A iniciativa de coletar os alimentos partiu da equipe de produção de Criolo, que procurou o ACNUR e a Missão Belém, dedicada à assistência a moradores de rua e à recuperação de dependentes químicos. Dentre as organizações parceiras do ACNUR em São Paulo, três participaram da ação: a Missão Paz; a IKMR – Eu Conheço Meus Direitos; o Oasis Solidário. Cada uma das quatro entidades recebeu ao redor de 700 quilos de alimentos, volume considerado bem vindo neste momento de crise e carestia.
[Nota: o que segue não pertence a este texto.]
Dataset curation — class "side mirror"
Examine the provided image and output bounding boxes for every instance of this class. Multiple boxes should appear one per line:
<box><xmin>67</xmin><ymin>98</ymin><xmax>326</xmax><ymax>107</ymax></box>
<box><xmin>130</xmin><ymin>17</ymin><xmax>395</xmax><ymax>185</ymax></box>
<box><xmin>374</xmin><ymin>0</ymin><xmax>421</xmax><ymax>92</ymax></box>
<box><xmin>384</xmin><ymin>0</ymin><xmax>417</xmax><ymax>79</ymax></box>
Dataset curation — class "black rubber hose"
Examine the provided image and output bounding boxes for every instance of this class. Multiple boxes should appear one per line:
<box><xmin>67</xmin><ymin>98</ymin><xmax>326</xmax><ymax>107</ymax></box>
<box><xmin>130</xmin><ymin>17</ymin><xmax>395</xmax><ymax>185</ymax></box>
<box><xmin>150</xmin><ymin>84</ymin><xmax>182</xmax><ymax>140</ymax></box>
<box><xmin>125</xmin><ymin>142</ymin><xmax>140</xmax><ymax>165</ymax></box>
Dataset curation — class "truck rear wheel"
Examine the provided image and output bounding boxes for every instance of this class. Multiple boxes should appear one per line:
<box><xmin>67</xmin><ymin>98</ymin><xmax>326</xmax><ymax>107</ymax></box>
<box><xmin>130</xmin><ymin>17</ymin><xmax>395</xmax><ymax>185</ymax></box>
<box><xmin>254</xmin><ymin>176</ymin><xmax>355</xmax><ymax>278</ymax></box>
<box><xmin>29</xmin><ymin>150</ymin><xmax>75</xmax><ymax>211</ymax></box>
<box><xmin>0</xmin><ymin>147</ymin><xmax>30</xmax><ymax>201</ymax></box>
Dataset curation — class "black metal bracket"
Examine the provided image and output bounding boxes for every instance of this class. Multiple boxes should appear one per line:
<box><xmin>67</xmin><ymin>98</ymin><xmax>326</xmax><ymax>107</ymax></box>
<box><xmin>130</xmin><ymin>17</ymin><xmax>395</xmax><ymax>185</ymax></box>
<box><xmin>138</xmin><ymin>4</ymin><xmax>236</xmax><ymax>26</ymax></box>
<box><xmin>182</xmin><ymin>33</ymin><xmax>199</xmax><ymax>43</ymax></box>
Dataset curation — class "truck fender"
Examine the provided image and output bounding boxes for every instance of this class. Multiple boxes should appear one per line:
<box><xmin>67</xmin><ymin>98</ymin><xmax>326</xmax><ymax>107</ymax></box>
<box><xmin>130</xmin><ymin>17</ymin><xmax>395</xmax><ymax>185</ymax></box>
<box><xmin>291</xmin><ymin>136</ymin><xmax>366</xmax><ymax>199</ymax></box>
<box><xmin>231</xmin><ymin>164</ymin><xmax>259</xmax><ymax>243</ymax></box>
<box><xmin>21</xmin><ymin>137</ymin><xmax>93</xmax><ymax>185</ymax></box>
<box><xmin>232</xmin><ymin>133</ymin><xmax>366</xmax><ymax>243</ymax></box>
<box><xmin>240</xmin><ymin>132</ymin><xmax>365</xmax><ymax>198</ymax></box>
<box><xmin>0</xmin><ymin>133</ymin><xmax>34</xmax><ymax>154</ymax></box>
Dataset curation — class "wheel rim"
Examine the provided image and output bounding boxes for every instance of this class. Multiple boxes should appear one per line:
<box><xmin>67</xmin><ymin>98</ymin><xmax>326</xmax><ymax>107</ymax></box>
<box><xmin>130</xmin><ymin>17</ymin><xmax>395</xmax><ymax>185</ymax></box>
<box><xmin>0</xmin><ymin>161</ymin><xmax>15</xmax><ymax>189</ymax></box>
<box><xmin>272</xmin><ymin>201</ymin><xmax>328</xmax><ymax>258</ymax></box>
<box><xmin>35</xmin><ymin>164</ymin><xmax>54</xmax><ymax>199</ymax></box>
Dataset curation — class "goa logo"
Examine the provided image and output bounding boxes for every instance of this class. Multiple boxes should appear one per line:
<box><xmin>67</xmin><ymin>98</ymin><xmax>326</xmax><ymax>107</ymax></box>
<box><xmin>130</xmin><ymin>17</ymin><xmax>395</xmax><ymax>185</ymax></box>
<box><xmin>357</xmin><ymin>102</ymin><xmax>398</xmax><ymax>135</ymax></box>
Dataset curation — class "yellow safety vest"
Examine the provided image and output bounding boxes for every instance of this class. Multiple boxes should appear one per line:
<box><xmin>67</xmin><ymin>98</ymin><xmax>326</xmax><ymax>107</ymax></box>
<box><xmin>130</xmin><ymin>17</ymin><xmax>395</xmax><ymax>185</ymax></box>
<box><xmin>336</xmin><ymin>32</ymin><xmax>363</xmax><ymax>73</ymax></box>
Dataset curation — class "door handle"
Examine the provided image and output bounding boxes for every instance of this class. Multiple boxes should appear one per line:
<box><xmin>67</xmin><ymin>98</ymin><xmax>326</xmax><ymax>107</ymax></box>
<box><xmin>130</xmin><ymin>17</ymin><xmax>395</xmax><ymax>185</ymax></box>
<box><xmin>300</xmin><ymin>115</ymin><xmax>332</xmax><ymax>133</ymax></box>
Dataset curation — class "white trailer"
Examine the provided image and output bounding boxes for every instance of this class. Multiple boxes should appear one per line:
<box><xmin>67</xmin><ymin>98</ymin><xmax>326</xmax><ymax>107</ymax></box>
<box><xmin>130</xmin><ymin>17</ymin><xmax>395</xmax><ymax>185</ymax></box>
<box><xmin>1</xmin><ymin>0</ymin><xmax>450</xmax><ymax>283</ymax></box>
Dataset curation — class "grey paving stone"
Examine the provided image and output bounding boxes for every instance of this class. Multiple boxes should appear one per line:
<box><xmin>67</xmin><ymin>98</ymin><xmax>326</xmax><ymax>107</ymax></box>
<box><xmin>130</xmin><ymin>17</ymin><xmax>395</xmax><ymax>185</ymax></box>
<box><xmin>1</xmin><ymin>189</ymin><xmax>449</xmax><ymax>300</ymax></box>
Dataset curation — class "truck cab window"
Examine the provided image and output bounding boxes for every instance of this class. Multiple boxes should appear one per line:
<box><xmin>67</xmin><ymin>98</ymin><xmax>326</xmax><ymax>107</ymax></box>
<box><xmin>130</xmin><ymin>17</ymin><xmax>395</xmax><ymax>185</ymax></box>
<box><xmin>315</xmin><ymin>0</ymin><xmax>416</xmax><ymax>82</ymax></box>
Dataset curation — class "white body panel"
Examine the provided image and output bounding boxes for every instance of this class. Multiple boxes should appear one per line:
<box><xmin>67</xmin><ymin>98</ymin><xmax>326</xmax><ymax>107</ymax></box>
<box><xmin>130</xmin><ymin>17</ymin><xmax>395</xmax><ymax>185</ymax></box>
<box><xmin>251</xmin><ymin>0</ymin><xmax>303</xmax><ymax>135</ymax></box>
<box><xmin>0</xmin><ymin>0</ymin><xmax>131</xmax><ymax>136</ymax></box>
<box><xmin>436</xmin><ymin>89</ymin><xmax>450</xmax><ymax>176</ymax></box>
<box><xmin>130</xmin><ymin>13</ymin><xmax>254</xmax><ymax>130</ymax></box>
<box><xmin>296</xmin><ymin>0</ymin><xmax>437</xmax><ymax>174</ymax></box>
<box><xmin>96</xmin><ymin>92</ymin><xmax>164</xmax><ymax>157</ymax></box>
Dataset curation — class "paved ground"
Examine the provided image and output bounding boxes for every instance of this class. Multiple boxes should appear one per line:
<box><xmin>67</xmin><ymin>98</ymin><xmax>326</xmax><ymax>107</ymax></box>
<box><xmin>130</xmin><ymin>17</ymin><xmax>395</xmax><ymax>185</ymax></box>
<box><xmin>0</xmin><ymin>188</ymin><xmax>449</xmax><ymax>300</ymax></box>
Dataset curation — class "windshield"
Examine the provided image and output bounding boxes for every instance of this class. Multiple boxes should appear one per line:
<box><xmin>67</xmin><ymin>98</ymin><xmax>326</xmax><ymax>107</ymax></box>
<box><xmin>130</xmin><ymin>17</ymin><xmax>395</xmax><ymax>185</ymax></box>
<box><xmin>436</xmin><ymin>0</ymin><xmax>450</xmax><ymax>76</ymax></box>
Cerca de 30 voluntários participaram da coleta e distribuição dos mantimentos no local do show.
O padre Paolo Parise, diretor da Missão Paz, ressaltou que as doações de comida têm caído substancialmente ao longo do ano devido ao aumento do desemprego e à queda da atividade econômica no país. Empresas e pessoas físicas cortaram suas doações. A Missão Paz, por meio da Casa do Migrante, distribui mais de 100 cestas básicas ao mês, além de prover alimentação aos 110 refugiados e migrantes que abriga. As mesmas observações sobre a queda de doações foram compartilhadas por Vivianne dos Reis, coordenadora do IKMR, por Amer Masarani, diretor do Oasis Solidário, e por Lucas Douglas, um dos responsáveis pela triagem da Missão Belém. Todos comandaram equipes de voluntários antes e durante o show.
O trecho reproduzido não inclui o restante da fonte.